茶道部の皆さんも、実際に行動を起こしてみて、感じたことも多かったようです。
「『ありがとう。また来てね』と言ってもらえ、ボランティアお茶会を開いてよかったなと思いました。」「私たち高校生や若い人が元気に笑顔で接することでみなさんを笑顔にすることができると気づきました。」
終了後には、もっと上手におもてなしができるように練習をがんばろう、呼び込みやお客様との会話も改善しよう、とさっそく次回のお茶会にむけてやる気みなぎる意見が交わされました。
茶道部のボランティアお茶会は、今後も宮古市内で定期的に行う予定だそうです。
8月20日、宮古商業高等学校吹奏楽部の皆さんは、宮古市内の福祉施設にて開催された納涼会で演奏を披露しました。曲は「川の流れのように(美空ひばり)」「見上げてごらん夜の星を(坂本九)」「ヘビーローテーション(AKB48)」など計5曲。
「震災があってからいろいろ大変ですが、今日は私たちの演奏を聴いて、元気になってください」というメッセージで演奏開始。観客のみなさんは、演奏に合わせて、歌詞を口ずさんだり、手拍子をしたり、期待以上に盛り上がりました。
演奏の優劣を競うコンクールではなく、今回のように一般の人に楽しんでもらう目的での演奏会は初めてだったという吹奏楽部の皆さん。「今日は聴いてくれる人の表情など反応を直接感じることができて、私たち自身も楽しく演奏することができました。コンクールとはまた違った楽しさがありました。」「この経験を通して、音楽の楽しさを改めて感じました。またそれだけではなくて、音楽で人に元気にするということが、自分自身の成長にもつながるきっかけになったと思います。」と目を輝かせながら語ってくれました。

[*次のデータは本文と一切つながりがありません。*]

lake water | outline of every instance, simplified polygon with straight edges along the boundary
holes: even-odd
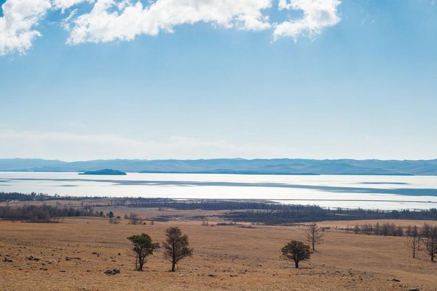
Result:
[[[437,208],[437,177],[0,172],[0,191],[70,196],[268,199],[379,209]]]

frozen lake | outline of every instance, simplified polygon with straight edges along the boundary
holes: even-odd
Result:
[[[253,175],[0,172],[0,191],[70,196],[268,199],[380,209],[437,208],[432,176]]]

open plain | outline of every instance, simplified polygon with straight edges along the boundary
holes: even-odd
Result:
[[[131,209],[112,210],[122,215]],[[412,258],[405,238],[328,230],[311,260],[296,269],[281,257],[280,249],[291,239],[304,240],[304,224],[216,225],[220,220],[212,216],[209,225],[202,226],[190,214],[208,211],[134,210],[143,217],[164,213],[178,219],[154,225],[149,221],[130,224],[127,219],[110,224],[107,218],[97,217],[66,218],[58,223],[0,221],[0,290],[437,290],[437,264],[423,252]],[[423,222],[395,222],[404,226]],[[341,228],[356,223],[319,224]],[[126,238],[144,233],[161,242],[164,230],[174,225],[189,236],[193,256],[172,273],[159,250],[148,257],[143,272],[135,271]],[[120,273],[104,273],[115,268]]]

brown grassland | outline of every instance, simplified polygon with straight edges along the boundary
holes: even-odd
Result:
[[[132,209],[103,210],[122,217]],[[126,219],[110,224],[107,219],[97,217],[66,218],[59,223],[0,221],[0,290],[437,290],[437,263],[421,251],[412,258],[405,238],[327,230],[318,251],[296,269],[293,262],[281,258],[280,249],[291,239],[304,240],[303,225],[212,227],[220,221],[213,218],[205,227],[190,216],[211,212],[134,210],[143,217],[165,213],[179,217],[154,225],[150,221],[131,225]],[[344,227],[356,222],[319,224]],[[423,221],[395,223],[421,225]],[[171,225],[188,235],[193,256],[182,261],[172,273],[170,263],[158,250],[148,257],[143,272],[134,271],[135,258],[126,238],[144,233],[160,242],[164,230]],[[39,260],[29,260],[31,255]],[[13,262],[4,262],[5,256]],[[114,268],[121,273],[104,273]]]

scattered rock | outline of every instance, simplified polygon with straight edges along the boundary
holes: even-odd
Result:
[[[107,270],[105,271],[105,274],[107,275],[115,275],[116,274],[120,274],[120,269],[113,269],[112,270]]]

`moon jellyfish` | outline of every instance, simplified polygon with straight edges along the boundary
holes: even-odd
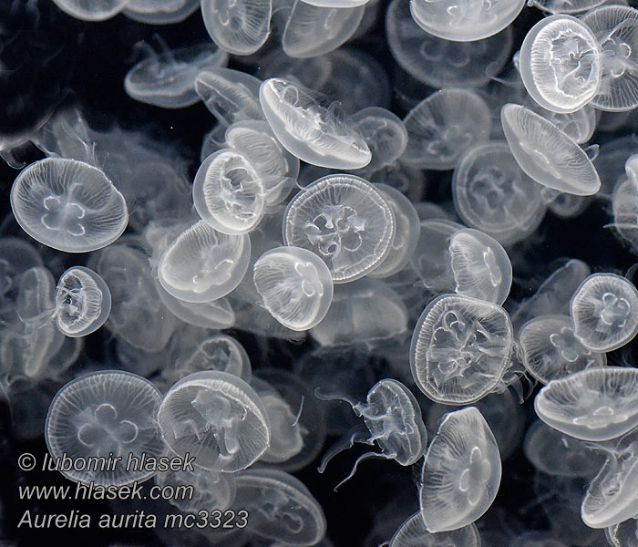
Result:
[[[442,294],[427,304],[412,335],[412,376],[433,401],[478,401],[501,382],[512,346],[511,323],[502,307]]]
[[[401,382],[385,378],[367,392],[365,402],[358,402],[347,395],[314,390],[316,397],[324,401],[342,400],[348,403],[357,417],[363,417],[364,425],[355,426],[324,455],[318,468],[325,470],[328,462],[355,442],[374,445],[381,452],[365,452],[359,456],[350,474],[334,487],[334,491],[351,479],[364,459],[383,458],[394,459],[401,465],[417,462],[426,449],[427,431],[421,418],[421,408],[414,395]]]
[[[480,535],[474,524],[430,533],[418,511],[401,524],[392,536],[389,547],[480,547]]]
[[[226,372],[196,372],[177,382],[164,396],[158,420],[169,448],[194,456],[194,465],[205,470],[245,470],[270,445],[263,403],[246,382]]]
[[[328,175],[300,191],[283,214],[283,242],[315,253],[335,284],[363,277],[378,266],[395,238],[395,217],[368,181]]]
[[[62,158],[24,169],[11,188],[11,209],[31,237],[67,253],[112,243],[129,216],[124,197],[101,170]]]
[[[553,112],[573,112],[598,92],[604,61],[587,25],[571,15],[551,15],[527,34],[519,64],[537,103]]]
[[[638,333],[638,291],[614,274],[593,274],[576,289],[570,304],[574,335],[593,351],[622,347]]]
[[[231,235],[247,233],[263,217],[263,182],[248,158],[222,149],[203,160],[192,184],[198,214],[209,226]]]
[[[545,216],[542,187],[519,167],[505,142],[472,147],[460,156],[452,177],[452,197],[468,225],[500,244],[519,242]]]
[[[600,190],[601,180],[592,160],[553,123],[514,104],[502,108],[500,121],[516,161],[534,181],[578,196]]]
[[[539,315],[520,327],[519,344],[525,369],[547,384],[585,368],[604,366],[604,353],[585,347],[568,315]]]
[[[464,228],[449,240],[456,293],[499,305],[511,287],[511,263],[500,243],[487,233]]]
[[[480,518],[500,484],[500,456],[481,413],[468,407],[446,414],[421,473],[421,517],[432,532],[458,530]]]
[[[201,16],[212,41],[233,55],[251,55],[270,35],[272,0],[201,0]]]
[[[328,266],[306,249],[271,249],[255,263],[253,279],[263,305],[292,330],[308,330],[317,325],[333,301]]]
[[[552,380],[534,408],[549,426],[582,440],[609,440],[638,426],[638,368],[588,368]]]
[[[233,507],[248,512],[247,529],[285,545],[317,545],[325,535],[324,511],[304,483],[273,469],[237,475]]]
[[[227,235],[200,221],[169,246],[160,260],[158,276],[175,298],[211,302],[242,282],[250,257],[248,235]]]
[[[417,25],[435,36],[473,42],[509,26],[523,5],[525,0],[473,0],[461,5],[455,0],[410,0],[410,13]]]
[[[403,121],[408,139],[401,160],[437,170],[453,169],[463,152],[489,139],[492,127],[488,105],[471,89],[441,89]]]
[[[161,455],[160,400],[149,380],[129,372],[103,370],[70,381],[53,397],[45,424],[48,451],[62,460],[57,470],[71,480],[101,486],[152,477],[155,471],[128,469],[126,462]],[[108,463],[113,457],[121,458],[119,464]]]
[[[291,154],[331,169],[359,169],[372,159],[352,123],[322,106],[310,89],[279,77],[265,80],[259,100],[273,132]]]
[[[139,61],[126,75],[124,89],[132,98],[163,108],[182,108],[200,100],[195,78],[202,70],[225,65],[228,55],[210,43],[169,49]]]
[[[56,290],[56,321],[67,336],[86,336],[108,319],[111,293],[104,280],[83,266],[69,268]]]

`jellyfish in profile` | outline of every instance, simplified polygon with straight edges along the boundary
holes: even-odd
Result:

最後の曲が終わると、会場にはアンコールの声が響きました。
被災地の生徒たちにとって、まずはもとの生活に戻ることが大きな課題ですが、それが徐々に実現してくるに伴い、自分のためではなく周りの人々のために、何かできることをしたいという機運が広がってきました。

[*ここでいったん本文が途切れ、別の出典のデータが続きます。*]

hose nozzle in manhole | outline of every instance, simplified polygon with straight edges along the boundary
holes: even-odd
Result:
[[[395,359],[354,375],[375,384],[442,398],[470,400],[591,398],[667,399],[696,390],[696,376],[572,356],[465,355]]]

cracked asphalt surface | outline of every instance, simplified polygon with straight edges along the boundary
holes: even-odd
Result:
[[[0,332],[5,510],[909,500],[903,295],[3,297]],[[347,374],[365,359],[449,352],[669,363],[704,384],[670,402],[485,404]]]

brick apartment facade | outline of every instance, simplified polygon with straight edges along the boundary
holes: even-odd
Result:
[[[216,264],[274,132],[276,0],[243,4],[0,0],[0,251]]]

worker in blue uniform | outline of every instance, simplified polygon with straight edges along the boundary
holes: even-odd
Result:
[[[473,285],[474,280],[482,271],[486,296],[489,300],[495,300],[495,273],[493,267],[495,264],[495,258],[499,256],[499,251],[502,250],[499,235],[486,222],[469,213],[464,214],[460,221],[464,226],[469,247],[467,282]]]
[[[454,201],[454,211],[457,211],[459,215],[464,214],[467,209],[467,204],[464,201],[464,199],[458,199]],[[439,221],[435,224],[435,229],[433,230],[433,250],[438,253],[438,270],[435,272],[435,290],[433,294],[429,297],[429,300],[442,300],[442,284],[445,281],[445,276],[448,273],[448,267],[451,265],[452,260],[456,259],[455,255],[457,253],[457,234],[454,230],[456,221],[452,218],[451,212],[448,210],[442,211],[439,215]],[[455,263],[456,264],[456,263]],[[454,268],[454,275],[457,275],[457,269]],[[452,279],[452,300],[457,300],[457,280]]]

FIDRは中学生、高校生が主体的に行うボランティア活動を後押ししたいと考え、「岩手県中高生のボランティア・サポートプログラム〜復興の地から×生徒のチカラ」を立ち上げました。
このプログラムは、岩手県沿岸部において実施する、被災者への支援、母校の復旧、地域の再建などに役立つさまざまな形でのボランティア活動に対して、必要な道具や消耗品の購入、交通費、食事代、保険等にかかる費用を支援します。
ボランティア活動を通じて、生徒自らが大いに学び、まわりの人々をも元気づけ、コミュニティーの復興・発展に繋がることを期待しています。